In a statically typed language like ML, restricting the type of
structure parameters to also be structures makes sense. It means that
the functor is something that takes one or more smaller structures
implementing some specific interfaces (classic examples are generic data
types like a queue), and returns a new, larger structure that builds on
the given structures. As far as I know, functor instantiation is done at
compile time only, but using separate compilation for each involved
structure. This basically means that instantiating a structure by
another structure can be done by patching code pointers (and nobody
needs to pass around an object/vtable). Since the signatures have been
checked, nothing can "go wrong". Allowing other data types than
structures as parameters would make separate compilation difficult
(compare C++ templates). But it also means that the only way to
parameterize a structure over a constant - say, the gravitational
constant for a simulation - is to create a separate GravityConstant
interface with a single function that returns the value to be used.
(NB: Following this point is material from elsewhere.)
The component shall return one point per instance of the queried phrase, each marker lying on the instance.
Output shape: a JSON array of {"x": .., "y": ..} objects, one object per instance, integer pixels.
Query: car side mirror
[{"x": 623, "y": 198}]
That's a bit more boilerplate than I would like.
In Erlang, however, there is no reason to limit the type of a module
parameter. Indeed, the only way to enforce it would be to add runtime
checks at each entry point. The implementation is not simplified - it
gets more complicated. In practice, it is probably a good idea to mostly
parameterize modules with respect to other modules (i.e., callbacks),
but there's no point in trying to enforce that.